1941 est l'année d'une nouvelle adaptation du Chat Noir, mais aussi du Loup-garou d'Universal ! Un petit rôle pour Lugosi qui lit la bonne aventure à Lon Chaney Jr (fils de l'homme à qui il souffla indirectement le rôle de Dracula, rappelez-vous) le temps d'une scène où il s'en donne à coeur joie avec toute la démesure qui le caractérise, étant ici à la limite du sur-jeu. Le film est pour sa part excellent, et reste un des meilleurs films sur la lycanthropie.
Comme Lugosi en Dracula, Lon Chaney deviendra le Monsieur Loup-garou. 1941 est aussi l'année de Spooks Run Wild, une comédie épouvantable où trois jeunes visitent un château hanté (par Lugosi, cela va de soi). Navrant de bout en bout. En 1942, Lugosi retrouvera Lon Chaney, celui-ci jouant cette fois le monstre de Frankenstein dans Ghost of Frankenstein. 1942 est une année importante, car aussi celle de The Corpses Vanishes et Bowery at Midnight.
The Corpses Vanishes est avec White Zombie un des meilleurs Lugosi parmi ceux que j'ai vu, Dracula mis à part. Suivant les agissements d'un savant fou (Lugosi) nous découvrons un film théâtral, pas vraiment affranchi du cinéma muet et non dépourvu d'un aspect tragique.

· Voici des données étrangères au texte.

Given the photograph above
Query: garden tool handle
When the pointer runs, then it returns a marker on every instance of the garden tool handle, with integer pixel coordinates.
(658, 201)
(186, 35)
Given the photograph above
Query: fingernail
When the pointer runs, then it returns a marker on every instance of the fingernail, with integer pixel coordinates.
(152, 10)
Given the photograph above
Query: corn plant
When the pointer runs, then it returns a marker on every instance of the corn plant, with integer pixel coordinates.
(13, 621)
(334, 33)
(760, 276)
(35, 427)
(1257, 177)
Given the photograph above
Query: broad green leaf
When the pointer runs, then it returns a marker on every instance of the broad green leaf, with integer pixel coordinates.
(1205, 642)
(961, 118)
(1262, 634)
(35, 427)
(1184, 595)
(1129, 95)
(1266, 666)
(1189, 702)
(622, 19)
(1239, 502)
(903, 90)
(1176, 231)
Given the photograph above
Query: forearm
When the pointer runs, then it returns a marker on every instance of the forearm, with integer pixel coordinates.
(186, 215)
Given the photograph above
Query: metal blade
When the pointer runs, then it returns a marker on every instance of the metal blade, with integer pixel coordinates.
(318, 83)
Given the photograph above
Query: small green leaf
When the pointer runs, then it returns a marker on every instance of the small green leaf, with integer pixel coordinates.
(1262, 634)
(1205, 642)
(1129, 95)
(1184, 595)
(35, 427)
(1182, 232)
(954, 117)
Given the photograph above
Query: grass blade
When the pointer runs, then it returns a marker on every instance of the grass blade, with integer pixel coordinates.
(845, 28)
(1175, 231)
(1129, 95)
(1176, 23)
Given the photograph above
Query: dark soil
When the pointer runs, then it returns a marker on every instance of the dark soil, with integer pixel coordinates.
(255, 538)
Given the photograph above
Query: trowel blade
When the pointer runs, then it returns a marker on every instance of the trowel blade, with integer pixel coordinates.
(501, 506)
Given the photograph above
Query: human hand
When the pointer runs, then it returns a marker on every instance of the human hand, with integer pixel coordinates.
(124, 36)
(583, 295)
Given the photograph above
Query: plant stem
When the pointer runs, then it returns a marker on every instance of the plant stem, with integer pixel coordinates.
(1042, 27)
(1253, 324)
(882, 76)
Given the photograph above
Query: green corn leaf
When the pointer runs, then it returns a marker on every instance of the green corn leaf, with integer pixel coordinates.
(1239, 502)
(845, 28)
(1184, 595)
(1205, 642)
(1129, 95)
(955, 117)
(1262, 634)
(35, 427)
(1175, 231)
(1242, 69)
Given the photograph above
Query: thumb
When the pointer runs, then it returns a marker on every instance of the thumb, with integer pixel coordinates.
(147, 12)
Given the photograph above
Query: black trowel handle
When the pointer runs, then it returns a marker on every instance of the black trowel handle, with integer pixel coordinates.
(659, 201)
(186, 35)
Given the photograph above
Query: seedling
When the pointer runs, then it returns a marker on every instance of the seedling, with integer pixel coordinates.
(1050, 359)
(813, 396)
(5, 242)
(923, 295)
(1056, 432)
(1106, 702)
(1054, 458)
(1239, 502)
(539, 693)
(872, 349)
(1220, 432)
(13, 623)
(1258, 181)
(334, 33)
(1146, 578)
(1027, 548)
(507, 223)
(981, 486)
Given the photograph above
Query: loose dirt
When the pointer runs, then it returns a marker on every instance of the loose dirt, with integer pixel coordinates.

Superbe. Même année, Lugosi prend un rôle important dans Bowery at Midnight, à mi-chemin entre le film policier et le film fantastique ambigu. Curieux mélange, où Lugosi disparaît dans des passages secrets tout en revêtant l'imperméable et le chapeau mou du film Noir. Une belle réussite également, prenante et inquiétante.
1943 est l'année d'une curiosité, Frankenstein contre le Loup-garou, où Lugosi interprète (enfin pourrait-on dire) le Monstre de Frankenstein. Année aussi de the Ape man, curieux film où Lugosi est encore une fois un savant fou transformé en homme-singe tentant de redevenir humain. Entre tragique et ridicule, The Ape Man cherche un peu sa voie. Tout est bizarre dans ce film, même Lugosi, empêtré dans sa fausse barbe et une impayable démarche simiesque, nous livre une performance à la limite du cabotinage.
Sur la fin des années 40, Lugosi va tourner des films plus ou moins sérieux, dont l'improbable Zombie on Broadway, ou encore Abott et Costello contre Frankenstein, qui est un peu le "Les Charlots Contre Dracula" de l'époque. On retiendra tant bien que mal Scared To Death, film curieux où un cadavre allongé sur une table d'autopsie raconte la cause de sa mort. Lugosi prend des couleurs et cabotine tranquillement en médecin hypnotiseur dans ce film qui se laisse voir et qui tourne gentiment en rond.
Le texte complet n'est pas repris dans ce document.